Old Dogs
I am currently surveying the disaster that is my kitchen. In less than 12 hours I need to be walking through the doors of C's preschool with 16 cupcakes or other such treat in hand to celebrate his birthday. So far, I'm 0 for 2 in the baking department today. And quickly running out of ingredients to try again.
I fully admit that baking is not my forte. I can whip up many, many other courses without blinking an eye, but hand me a mixer and a cupcake pan and I freeze like a deer in headlights. So the household baking is left to M, who adores it and has a fair amount of culinary talent in the area. But as M has jetted off to Las Vegas on business, I am stuck dealing with the need to provide celebratory substance to a class full of three and four year olds on my own.

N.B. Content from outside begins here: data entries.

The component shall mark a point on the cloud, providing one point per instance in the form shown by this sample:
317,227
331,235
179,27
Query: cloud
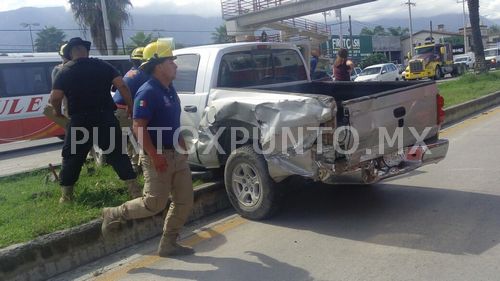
212,8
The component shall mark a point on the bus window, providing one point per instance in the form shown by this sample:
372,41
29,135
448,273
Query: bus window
24,80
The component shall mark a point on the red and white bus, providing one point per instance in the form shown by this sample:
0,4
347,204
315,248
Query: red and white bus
25,84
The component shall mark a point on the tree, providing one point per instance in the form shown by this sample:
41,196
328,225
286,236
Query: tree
88,14
49,39
477,39
140,39
220,35
494,29
373,59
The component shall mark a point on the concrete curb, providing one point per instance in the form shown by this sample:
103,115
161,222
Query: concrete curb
56,253
459,112
64,250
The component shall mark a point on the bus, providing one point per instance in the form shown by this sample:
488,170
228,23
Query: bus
492,57
25,84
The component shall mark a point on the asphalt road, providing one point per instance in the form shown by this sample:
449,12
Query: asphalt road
441,223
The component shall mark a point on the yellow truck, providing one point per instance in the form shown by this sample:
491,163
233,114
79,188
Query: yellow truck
434,61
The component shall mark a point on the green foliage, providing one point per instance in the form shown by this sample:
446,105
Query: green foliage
373,59
468,87
29,204
88,14
49,39
220,35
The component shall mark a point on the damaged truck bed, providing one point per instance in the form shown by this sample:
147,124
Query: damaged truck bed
266,132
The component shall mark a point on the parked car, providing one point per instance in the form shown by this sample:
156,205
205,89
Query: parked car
379,72
467,59
355,73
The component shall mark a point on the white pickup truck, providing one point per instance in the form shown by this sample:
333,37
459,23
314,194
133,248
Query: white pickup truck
251,109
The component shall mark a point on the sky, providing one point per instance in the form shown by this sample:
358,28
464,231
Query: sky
365,12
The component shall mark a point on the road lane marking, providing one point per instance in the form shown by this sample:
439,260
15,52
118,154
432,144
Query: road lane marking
469,122
191,241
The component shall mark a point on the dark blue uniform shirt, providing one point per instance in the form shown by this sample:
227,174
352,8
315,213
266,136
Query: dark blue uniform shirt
134,78
161,107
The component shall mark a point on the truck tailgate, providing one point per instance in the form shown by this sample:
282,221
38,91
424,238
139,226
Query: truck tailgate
388,121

One would think I would have learned my lesson after last year's holiday debacles. I should have just headed downtown this afternoon and picked something up at the local bakery. But I've always thought that birthdays should involve homemade cakes and goodies, and therefore felt obligated to bake. So I took both kids to the grocery store to purchase the ingredients needed to make cupcakes and frosting. Or at least the ingredients I thought one needed to make such things.

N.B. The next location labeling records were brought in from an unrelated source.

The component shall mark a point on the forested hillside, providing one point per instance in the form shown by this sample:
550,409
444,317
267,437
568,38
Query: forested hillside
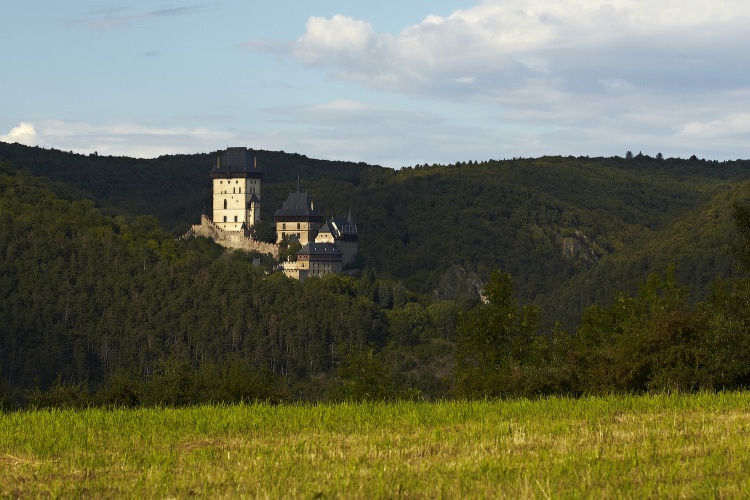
543,220
100,303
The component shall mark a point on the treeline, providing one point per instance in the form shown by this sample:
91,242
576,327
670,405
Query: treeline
571,231
96,309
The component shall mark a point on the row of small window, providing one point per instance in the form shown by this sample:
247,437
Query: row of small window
248,204
252,191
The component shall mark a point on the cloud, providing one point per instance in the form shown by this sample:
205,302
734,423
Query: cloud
558,77
118,139
22,134
499,47
104,20
733,124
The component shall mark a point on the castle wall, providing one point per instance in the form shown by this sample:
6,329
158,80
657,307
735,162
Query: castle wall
305,231
232,239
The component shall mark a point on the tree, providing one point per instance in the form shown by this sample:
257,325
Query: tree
741,249
493,340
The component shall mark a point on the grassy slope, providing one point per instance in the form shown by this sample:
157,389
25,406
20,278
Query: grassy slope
662,445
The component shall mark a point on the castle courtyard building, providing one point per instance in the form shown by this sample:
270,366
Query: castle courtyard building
298,217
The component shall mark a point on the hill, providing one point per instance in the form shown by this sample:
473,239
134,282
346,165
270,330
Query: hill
544,220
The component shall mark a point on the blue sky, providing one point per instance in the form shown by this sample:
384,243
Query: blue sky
389,83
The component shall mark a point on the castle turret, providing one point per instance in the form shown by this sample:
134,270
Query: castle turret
236,190
298,217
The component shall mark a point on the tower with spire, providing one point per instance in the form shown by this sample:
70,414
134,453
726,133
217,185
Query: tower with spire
298,218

Upon returning home and actually LOOKING at the recipes, I realized that, duh, butter cream frosting requires, get this, butter. And in an effort to improve M's horrific cholesterol numbers, we don't actually keep such things in our house anymore. Thank god for good friends, as instead of shlepping both kids back to the store I was able to drive twice as far and raid Rebecca's fridge.
Once the kids were in bed, I began to bake. And I had illusions of baking grander, as instead of just pouring batter into little paper wrappers, I decided to get all creative and bake them into ice cream cones. Ice cream cones, paper wrappers, what's the difference, right?

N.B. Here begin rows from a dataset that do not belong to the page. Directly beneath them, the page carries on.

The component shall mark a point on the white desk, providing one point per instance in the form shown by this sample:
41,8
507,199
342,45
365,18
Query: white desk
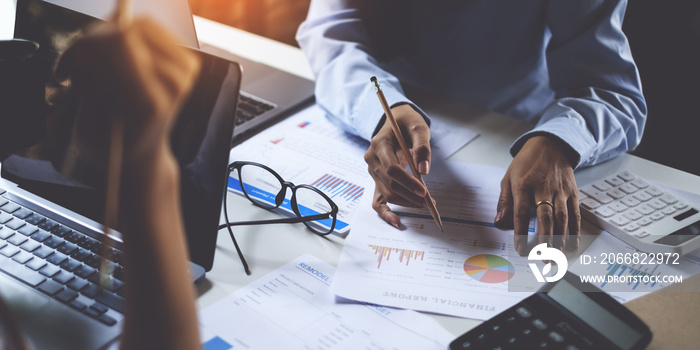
268,247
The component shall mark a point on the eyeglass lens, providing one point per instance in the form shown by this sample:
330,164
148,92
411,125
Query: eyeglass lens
262,187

Wrong. Apparently batter takes much longer to cook in ice cream cones than it does in paper wrappers. And thank god I was unable to resist biting into one of the finished products, or else I would have been serving raw cupcake batter to a squadron of children who would not have hesitated to make the icky face and spit out the goo. And you KNOW I would have forever been known to C's friends as "the one who served us raw cupcakes."
I am now awaiting the second set of cupcakes to emerge from the oven, and if they are a dismal failure as well I am seriously contemplating calling C in sick. What else can I do? I can't possibly show up for his birthday party with no goodies in hand.
Next year I swear I am delegating this to the bakery. Someone remind me, please????